There have also been numerous screening studies undertaken to assess the scope to use CO2 as a miscible gas for EOR on the NSCS; however, few of these are available in the public domain. These studies have provided some useful insights regarding barriers to implementation, described below from the perspective of the operator:
- Oil price assumptions – studies previously assumed an oil price in the range from US$14 to US$17.50 per barrel (BBL) and have recently considered prices in the range of US$20 to US$25 BBL. Governments are not at risk of committing large capital sums for EOR projects and can afford a different view on oil price. With the 10-year forward price curve on Brent crude in excess of US$37 BBL, Governments can be assured that fiscal incentives will be funded from incremental taxation from incremental EOR produced oil.
- Alternative options – while many mature field operators have chosen to extend water flooding, blow down the field or use hydrocarbon gas for miscible injection; if the right incentive mechanisms were implemented, it is not too late to reconsider CO2 for EOR.
- Project cash flow – a major objection to CO2- floods by operators in the US and Canada has been the relatively high initial investment and CO2 costs coupled with a possible long response time of one to two years before noticeable incremental oil production. For smaller independent operators moving into the North Sea, such considerations can be just as important as maximising total recovered reserves.
- Security of CO2 delivery – while working on the CENS Project, the interest in CO2 sources to provide in excess of 25 million tonnes per year (TPY) of CO2 and the interest in parties to build the CO2 infrastructure under the right contractual structures, has been established.

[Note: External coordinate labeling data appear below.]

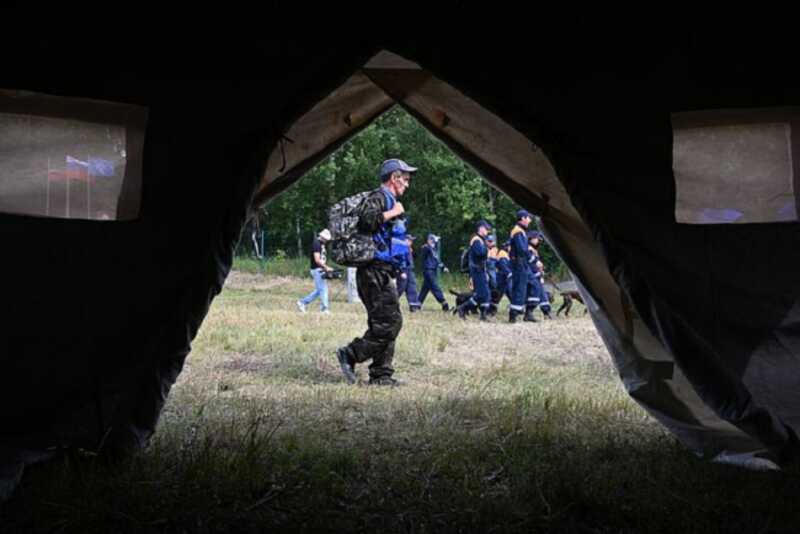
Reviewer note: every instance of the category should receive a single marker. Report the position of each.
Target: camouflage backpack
(349, 246)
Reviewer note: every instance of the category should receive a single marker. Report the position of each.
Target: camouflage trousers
(377, 291)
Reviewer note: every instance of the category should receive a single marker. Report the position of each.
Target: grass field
(498, 428)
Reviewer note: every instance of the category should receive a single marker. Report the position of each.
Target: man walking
(407, 282)
(374, 280)
(519, 254)
(430, 266)
(478, 253)
(318, 268)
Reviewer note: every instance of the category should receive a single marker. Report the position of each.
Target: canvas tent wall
(105, 311)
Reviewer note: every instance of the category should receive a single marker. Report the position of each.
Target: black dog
(463, 298)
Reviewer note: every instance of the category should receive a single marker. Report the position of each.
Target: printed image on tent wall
(734, 166)
(69, 158)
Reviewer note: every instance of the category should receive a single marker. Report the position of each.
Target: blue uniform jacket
(520, 254)
(503, 264)
(430, 261)
(477, 253)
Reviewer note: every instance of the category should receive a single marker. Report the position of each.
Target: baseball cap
(391, 165)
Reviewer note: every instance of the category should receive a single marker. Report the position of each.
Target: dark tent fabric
(700, 319)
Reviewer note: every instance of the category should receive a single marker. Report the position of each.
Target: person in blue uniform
(430, 266)
(503, 274)
(491, 271)
(534, 286)
(535, 239)
(478, 254)
(406, 281)
(519, 254)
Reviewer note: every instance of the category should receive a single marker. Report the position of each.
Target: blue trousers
(429, 284)
(534, 291)
(480, 286)
(503, 285)
(408, 285)
(519, 285)
(493, 275)
(320, 290)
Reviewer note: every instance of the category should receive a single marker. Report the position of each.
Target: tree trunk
(299, 237)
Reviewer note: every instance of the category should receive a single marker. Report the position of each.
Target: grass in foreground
(504, 428)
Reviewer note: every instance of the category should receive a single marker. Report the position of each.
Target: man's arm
(374, 214)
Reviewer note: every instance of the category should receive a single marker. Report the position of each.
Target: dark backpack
(349, 246)
(464, 265)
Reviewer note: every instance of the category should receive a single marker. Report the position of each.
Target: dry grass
(507, 428)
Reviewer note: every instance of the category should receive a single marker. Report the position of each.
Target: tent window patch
(734, 167)
(69, 158)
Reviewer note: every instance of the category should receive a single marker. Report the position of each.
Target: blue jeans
(320, 290)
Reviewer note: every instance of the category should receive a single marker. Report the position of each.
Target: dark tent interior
(699, 316)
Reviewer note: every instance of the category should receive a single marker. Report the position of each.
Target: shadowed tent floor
(513, 427)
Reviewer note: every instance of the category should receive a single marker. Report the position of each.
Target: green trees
(446, 196)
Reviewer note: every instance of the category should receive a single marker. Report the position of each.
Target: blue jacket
(503, 264)
(477, 253)
(430, 261)
(391, 237)
(520, 254)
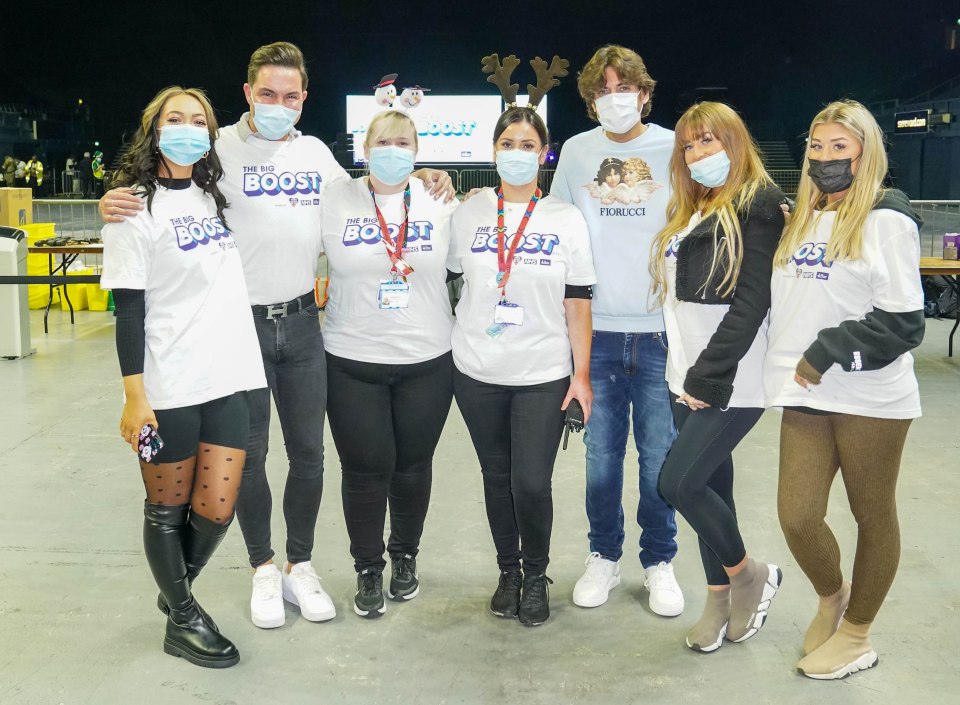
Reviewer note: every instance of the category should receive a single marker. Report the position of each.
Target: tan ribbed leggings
(867, 452)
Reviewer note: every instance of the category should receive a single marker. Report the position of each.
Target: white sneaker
(666, 598)
(266, 604)
(594, 586)
(301, 586)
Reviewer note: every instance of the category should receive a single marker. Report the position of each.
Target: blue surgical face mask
(711, 171)
(390, 165)
(517, 167)
(274, 121)
(184, 145)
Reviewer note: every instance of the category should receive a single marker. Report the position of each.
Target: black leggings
(516, 433)
(697, 479)
(201, 462)
(386, 422)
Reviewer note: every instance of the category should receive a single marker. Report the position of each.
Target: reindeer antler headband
(547, 77)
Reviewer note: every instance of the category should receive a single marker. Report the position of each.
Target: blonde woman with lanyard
(387, 339)
(711, 270)
(847, 307)
(523, 314)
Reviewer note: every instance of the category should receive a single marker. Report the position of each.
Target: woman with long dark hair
(521, 346)
(188, 352)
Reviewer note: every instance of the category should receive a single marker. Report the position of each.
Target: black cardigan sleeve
(131, 312)
(710, 379)
(871, 343)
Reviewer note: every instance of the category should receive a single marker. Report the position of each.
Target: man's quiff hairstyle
(629, 67)
(277, 54)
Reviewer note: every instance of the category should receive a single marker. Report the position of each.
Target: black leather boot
(188, 634)
(201, 537)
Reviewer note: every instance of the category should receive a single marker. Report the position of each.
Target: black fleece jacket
(877, 339)
(710, 379)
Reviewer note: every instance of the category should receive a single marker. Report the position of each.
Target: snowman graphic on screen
(385, 94)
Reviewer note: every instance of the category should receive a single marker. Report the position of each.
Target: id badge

The delivered price for CO2 should range between €20 to €35/tCO2 without consideration of CO2 credits. CO2 emission credits will further reduce the delivered cost but unfortunately are not bankable at this time and require further clarification beyond 2012. An incentive programme for sources of CO2 that helped further reduce the delivered cost of CO2 will encourage an even wider uptake for CCS as each reduction of €6/tCO2 is nearly equivalent to €2/BBL of oil. An incentive programme that encourages EOR will realise for the respective Government 40%, 70% or 78% of any further delivered cost reductions through oilfield taxation.
- Project risk management – operators know that CO2 will enable them to recover significant quantities of incremental oil and the technology does exist to do this; however, North Sea operators are not provided with an incentive to encourage them to make the significant investments required in a CO2 for EOR project. They do not receive sufficient rewards to compete for internal capital against a new field development in another oil region with lower production costs. Governments are in competition for investment capital in their oil regions and more costly tertiary recovery will not take place without incentives that address this fact.
Incentive mechanisms to encourage CO2 for EOR could take many forms. The US experience indicates that investment tax credits of 15% to 25% help reduce the pain for the large investments and purchased CO2 required before incremental oil production is realised. One scheme that does appear to handle several of the aforementioned issues was suggested by the Norwegian Confederation of Oil Industry (OLF) as a ‘volume allowance’ on incremental oil. The allowance was a non-cash deduction from revenues for tax purposes equivalent to $2.25/BBL; however, because there were substantial investment allowances already available for the project, the impact of this additional allowance was not realised for some years into production. It has therefore been proposed, and has been evaluated, that the use of a tax credit should be provided for all incremental oil production. The absolute value may be similar to that proposed by the OLF although this needs further discussion between the operators and respective governments.
A ‘volume credit’ provides investment incentive by providing a known minimum after tax profit margin to an operator independent of oil price and encourages the maximum extraction of EOR oil. The incremental oil production will be that production over an agreed decline curve. While these curves have been difficult to establish for new oil fields, they are readily understood and already provided to the governments on existing oil fields. The use of a minimum margin in this way helps offset the significant increase in operating costs that an operator has with tertiary production in comparison with their alternative investments when evaluated at moderately low oil prices. Again, profits above this minimum level will be taxed at the respective rates of 40%, 70% or 78% depending on the prevailing rate.
Summary and the Way Forward
Key issues for the oilfield operators are:
- perception of market oil price;
- incentives to investment; and
- security of CO2 supply.
For the CO2-supplier, it is:
- cost for capturing and gathering the CO2;
- future regulations constraining CO2-emissions; and
- cost of alternative options for CO2-avoidance.
To address these issues there needs to be dialogue across several industrial sectors (e.g., oil and gas, power, process, chemical and refining) as well as with three government bodies (finance, energy and environment). The key facilitating parameters are market oil price, CO2 delivered price and government incentives. It is the type and magnitude of the incentives that will draw the parties together to realise as much of the potential incremental oil prize. No other commercial solution has the potential to reduce CO2 emissions as much as CO2 for EOR.